Because of possible false-negative results, the incremental benefit of more accurate tests pertained to fewer individuals who were neither diagnosed nor quarantined as well as fewer patients who were discharged prematurely. As such, it was important to embed into the model corresponding compartments when conducting the economic evaluation. Ideally, the model structure in online supplementary figure A1a (online supplementary materials) should be used, which could explicitly separate the I class into a compartment for fully quarantined and another compartment for the rest of I class (not diagnosed due to false-negative results, at-home isolation, not quarantined although diagnosed and failed quarantine efforts). In practice, the proportions of the two subclasses within I class were unknown. Hence, the model structures in online supplementary figure A1b and A1c were used for the courses of conducting tests twice and three times, respectively. Each of the courses contained a compartment that represented the status quo of the I class which was a mix of the subclasses mentioned earlier, whereas the course for three tests also counted the increased number of diagnosed and quarantined individuals. Such alteration still allowed the evaluation to track the numbers of additionally fully quarantined patients and reduced premature discharges that were attributable to the increased detection rate.

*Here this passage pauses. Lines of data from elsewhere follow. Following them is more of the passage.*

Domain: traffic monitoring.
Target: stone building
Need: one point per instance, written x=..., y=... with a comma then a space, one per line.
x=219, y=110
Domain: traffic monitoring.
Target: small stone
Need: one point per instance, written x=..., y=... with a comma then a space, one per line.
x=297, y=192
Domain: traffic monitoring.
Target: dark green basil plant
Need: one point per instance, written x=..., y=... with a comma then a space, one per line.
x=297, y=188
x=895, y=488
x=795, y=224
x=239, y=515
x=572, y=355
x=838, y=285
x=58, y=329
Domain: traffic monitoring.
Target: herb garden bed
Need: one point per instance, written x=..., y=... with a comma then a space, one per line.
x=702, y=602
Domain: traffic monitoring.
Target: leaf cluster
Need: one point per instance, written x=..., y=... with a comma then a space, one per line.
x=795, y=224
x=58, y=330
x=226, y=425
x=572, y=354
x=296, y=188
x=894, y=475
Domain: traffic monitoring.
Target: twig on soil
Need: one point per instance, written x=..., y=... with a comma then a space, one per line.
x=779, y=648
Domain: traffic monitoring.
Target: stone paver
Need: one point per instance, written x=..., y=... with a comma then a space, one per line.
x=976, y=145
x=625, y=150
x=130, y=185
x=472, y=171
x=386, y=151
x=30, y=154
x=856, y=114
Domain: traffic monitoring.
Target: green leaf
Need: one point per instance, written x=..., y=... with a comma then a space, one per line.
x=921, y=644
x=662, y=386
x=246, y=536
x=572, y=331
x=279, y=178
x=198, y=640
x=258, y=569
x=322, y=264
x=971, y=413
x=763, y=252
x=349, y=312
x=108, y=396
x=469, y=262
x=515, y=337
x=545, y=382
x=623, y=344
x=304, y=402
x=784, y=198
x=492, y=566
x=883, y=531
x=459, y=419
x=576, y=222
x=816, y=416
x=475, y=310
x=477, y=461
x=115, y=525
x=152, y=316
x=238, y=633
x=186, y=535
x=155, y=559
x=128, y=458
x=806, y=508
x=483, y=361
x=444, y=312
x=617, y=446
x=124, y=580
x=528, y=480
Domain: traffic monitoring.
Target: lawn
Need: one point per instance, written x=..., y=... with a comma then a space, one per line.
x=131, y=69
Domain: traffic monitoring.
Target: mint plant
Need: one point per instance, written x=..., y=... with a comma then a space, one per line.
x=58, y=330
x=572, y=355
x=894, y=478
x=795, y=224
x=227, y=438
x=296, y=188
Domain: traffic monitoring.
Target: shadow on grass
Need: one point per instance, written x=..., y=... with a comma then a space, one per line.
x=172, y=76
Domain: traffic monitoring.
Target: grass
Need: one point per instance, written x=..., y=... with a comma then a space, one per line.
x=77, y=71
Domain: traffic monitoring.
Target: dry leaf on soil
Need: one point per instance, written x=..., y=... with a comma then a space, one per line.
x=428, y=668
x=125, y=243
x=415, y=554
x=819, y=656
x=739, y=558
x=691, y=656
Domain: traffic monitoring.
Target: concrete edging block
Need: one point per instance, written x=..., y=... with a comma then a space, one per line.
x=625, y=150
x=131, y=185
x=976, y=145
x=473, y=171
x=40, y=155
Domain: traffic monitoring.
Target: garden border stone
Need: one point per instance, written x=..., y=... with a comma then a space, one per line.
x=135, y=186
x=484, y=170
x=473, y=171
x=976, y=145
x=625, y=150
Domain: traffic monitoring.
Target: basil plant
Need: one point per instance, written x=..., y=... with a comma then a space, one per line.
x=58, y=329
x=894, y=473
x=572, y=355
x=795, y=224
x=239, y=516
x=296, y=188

Based on available evidence, the false-negative rate of a single RT-PCR test was set at 29% in the base case, which is equivalent to a sensitivity of 71%.12 Also, the cost of RT-PCR test kits for COVID-19 in China was based on the charge in Hubei province.33 Moreover, the daily hospitalisation costs of the fully quarantined individuals were from a published study on the healthcare resource utilisation of 105 patients with COVID-19 in Shenzhen, China.34 However, such costs only applied to additionally fully quarantined individuals. In the absence of related data, the daily costs of the mixed profiles of the I class were assumed to be 80% of the costs of the fully quarantined individuals. Productivity costs were not included to avoid double counting of the benefit of more sensitive tests.35 Even more, data on health utility weights of the patients with COVID-19 were not available to date. Hence, the average utility score of patients with severe and mild symptomatic influenza in China was used.36 It was also necessary to input to the model the fraction of patients per day who were tested for discharges, which has not been documented so far. However, the tentative guidance in China recommended negative results of two tests on two consecutive days. Hence, we assumed that tests for discharges happened on the 15th day after diagnosis on average since the mean hospitalisation duration was 17 days. The input values are shown in table 2.

To account for potential inaccurate estimates of the parameters, one-way sensitivity analyses (OWSAs) were conducted. The parameters that were varied in OWSAs and the magnitude of changes are not elaborated in this section. Instead, they are shown in online supplementary figure A4 (online supplementary materials) together with the results of OWSAs. The International Society for Pharmacoeconomics and Outcomes Research and the Society for Medical Decision Making do not include probabilistic sensitivity analyses (PSAs) in their best modelling practice recommendations for transmission models, realising that many parameters have to be jointly estimated.37 Thus, PSAs were not conducted in the present study.

Patient and public involvement

It was not appropriate or possible to involve patients or the public in the design, or conduct, or reporting or dissemination plans of our research.